Edit Distance
The naive algorithm to compute the edit-distance of two strings (sequences) runs in time that is exponential in terms of the string length:
Distance = lambda A. lambda B.
if null A then length B
else if null B then length A
else
let As = tl A, Bs = tl B
in if hd A = hd B then Distance As Bs
else 1 + min (Distance As Bs)
(min (Distance As B)
(Distance A Bs))
The well-known dynamic programming algorithm (DPA) avoids doing repeated work by storing partial results in an array or other data-structure. This reduces the time complexity to O(|A|*|B|) where the two strings are A and B, e.g.:
Distance = lambda A. lambda B.
let rec
Rows = (0 :: count hd Rows B) {the first row }
:: EachRow A hd Rows {the other rows},
EachRow = lambda A. lambda lastrow.
if null A then nil
else
let rec
Ach = hd A,
DoRow = lambda B. lambda NW. lambda W. {NW N}
if null B then nil {W .}
else
let N = tl NW
in let me = if Ach = hd B then hd NW
else 1 + min W (min hd N hd NW)
in me :: DoRow tl B tl NW me,
thisrow = (1 + hd lastrow)
:: DoRow B lastrow hd thisrow
in thisrow :: EachRow tl A thisrow
in last (last Rows)
If the strings, A and B, have a small edit-distance and are of length ~n then we can do better [All92] with an algorithm that takes O(n*D(A,B)) time:
There are more λ-calculus examples here.
References
- [All92] Lloyd Allison,
'Lazy dynamic programming can be eager',
Information Processing Letters, 43, pp.207-212,
doi:10.1016/0020-0190(92)90202-7.
September 1992.
- And other publications.
And for the record, the last algorithm in Haskell:
module Edit_IPL_V43_N4 (d) where
-- compute the edit distance of sequences a and b [All92].
d a b =
let
-- diagonal from the top-left element
mainDiag = oneDiag a b (head uppers) ( -1 : (head lowers))
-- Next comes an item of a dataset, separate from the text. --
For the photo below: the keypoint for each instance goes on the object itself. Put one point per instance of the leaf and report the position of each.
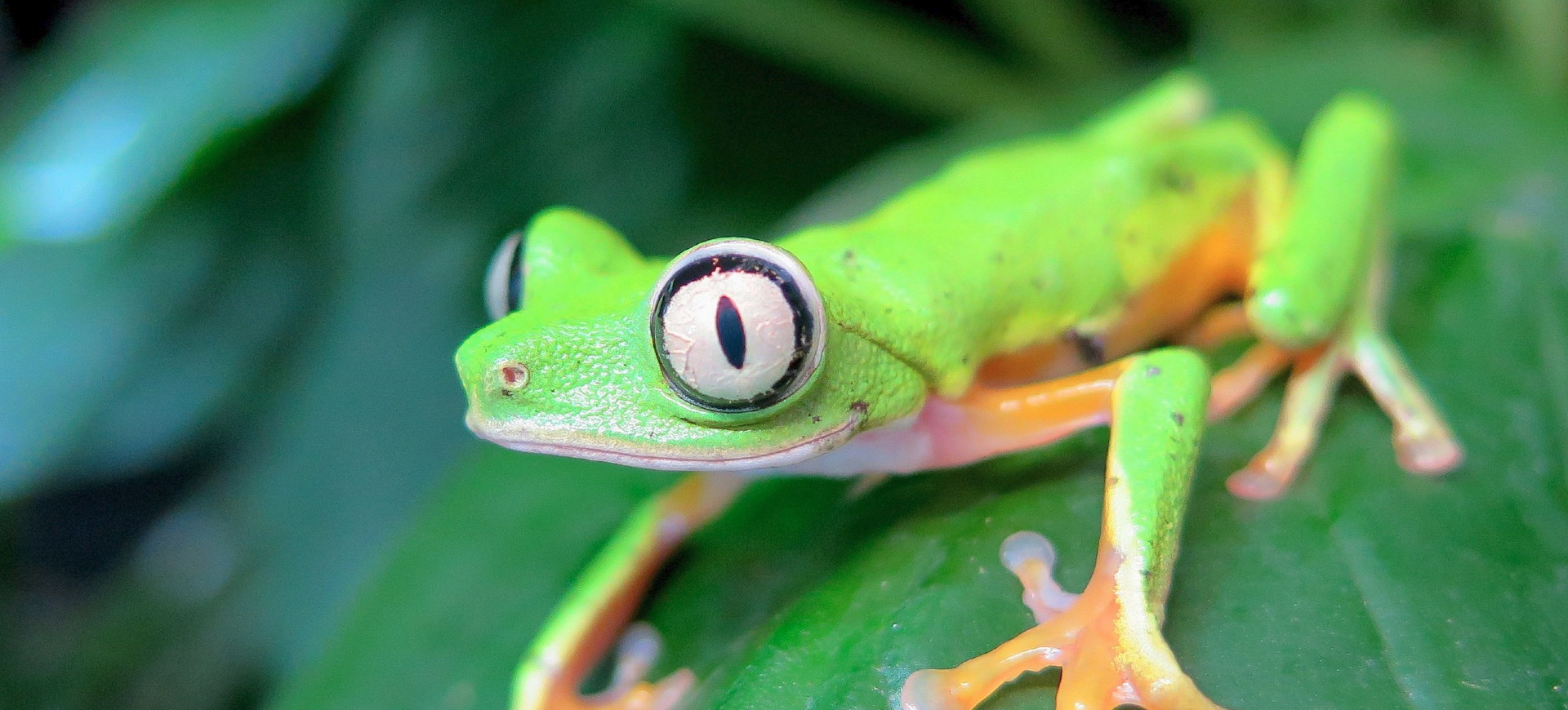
(452, 126)
(1365, 587)
(114, 115)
-- diagonals above the mainDiag
uppers = eachDiag a b (mainDiag : uppers)
-- diagonals below the mainDiag
lowers = eachDiag b a (mainDiag : lowers) -- !
oneDiag a b diagAbove diagBelow = -- \ \ \
let -- \ \ \
doDiag [] b nw n w = [] -- \ nw n
doDiag a [] nw n w = [] -- \ \
doDiag (a:as) (b:bs) nw n w = -- w me
let me = if a==b then nw -- dynamic programming DPA
else 1+min3 (head w) nw (head n)
in me : (doDiag as bs me (tail n) (tail w))
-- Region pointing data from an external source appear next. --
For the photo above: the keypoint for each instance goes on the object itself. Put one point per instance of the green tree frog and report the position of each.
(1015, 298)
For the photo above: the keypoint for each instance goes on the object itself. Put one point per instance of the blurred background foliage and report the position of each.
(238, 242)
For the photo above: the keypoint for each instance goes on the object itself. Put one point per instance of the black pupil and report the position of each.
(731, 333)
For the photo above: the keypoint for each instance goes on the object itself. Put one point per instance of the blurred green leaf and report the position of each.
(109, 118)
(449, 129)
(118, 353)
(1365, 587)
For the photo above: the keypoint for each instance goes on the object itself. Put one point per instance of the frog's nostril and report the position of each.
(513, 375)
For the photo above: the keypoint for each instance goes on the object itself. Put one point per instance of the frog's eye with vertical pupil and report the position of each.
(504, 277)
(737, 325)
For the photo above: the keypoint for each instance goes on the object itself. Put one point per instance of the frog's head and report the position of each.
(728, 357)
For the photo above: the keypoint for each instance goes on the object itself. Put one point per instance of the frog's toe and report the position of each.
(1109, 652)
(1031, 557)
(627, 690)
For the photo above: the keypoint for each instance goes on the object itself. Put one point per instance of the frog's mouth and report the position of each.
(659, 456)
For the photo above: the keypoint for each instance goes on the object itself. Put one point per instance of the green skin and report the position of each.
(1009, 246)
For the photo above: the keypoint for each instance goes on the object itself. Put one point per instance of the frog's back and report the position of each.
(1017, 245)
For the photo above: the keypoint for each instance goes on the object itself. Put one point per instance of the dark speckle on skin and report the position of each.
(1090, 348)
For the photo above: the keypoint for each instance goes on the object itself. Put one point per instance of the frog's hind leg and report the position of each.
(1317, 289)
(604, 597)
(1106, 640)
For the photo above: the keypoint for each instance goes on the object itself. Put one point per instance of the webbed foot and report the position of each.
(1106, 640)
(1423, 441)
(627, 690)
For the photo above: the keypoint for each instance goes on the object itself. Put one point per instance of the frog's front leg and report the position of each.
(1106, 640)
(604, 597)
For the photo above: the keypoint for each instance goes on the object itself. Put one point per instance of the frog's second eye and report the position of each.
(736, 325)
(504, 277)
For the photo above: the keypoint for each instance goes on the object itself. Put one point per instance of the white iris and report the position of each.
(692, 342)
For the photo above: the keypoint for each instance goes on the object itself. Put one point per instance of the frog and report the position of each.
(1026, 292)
firstelt = 1+(head diagBelow)
thisdiag =
firstelt:(doDiag a b firstelt diagAbove (tail diagBelow))
in thisdiag
min3 x y z =
-- see L. Allison, Lazy Dynamic-Programming can be Eager
-- Inf. Proc. Letters 43(4) pp207-212, Sept' 1992
if x < y then x else min y z -- makes it O(|a|*D(a,b))
-- min x (min y z) -- makes it O(|a|*|b|)
-- the fast one does not always evaluate all three values.
eachDiag a [] diags = []
eachDiag a (b:bs) (lastDiag:diags) =
let nextDiag = head(tail diags)
in (oneDiag a bs nextDiag lastDiag):(eachDiag a bs diags)
-- which is the diagonal containing the bottom R.H. elt?
lab = (length a) - (length b)
in last( if lab == 0 then mainDiag
else if lab > 0 then lowers !! ( lab-1)
else uppers !! (-lab-1) )
-- module under Gnu 'copyleft' GPL General Public Licence.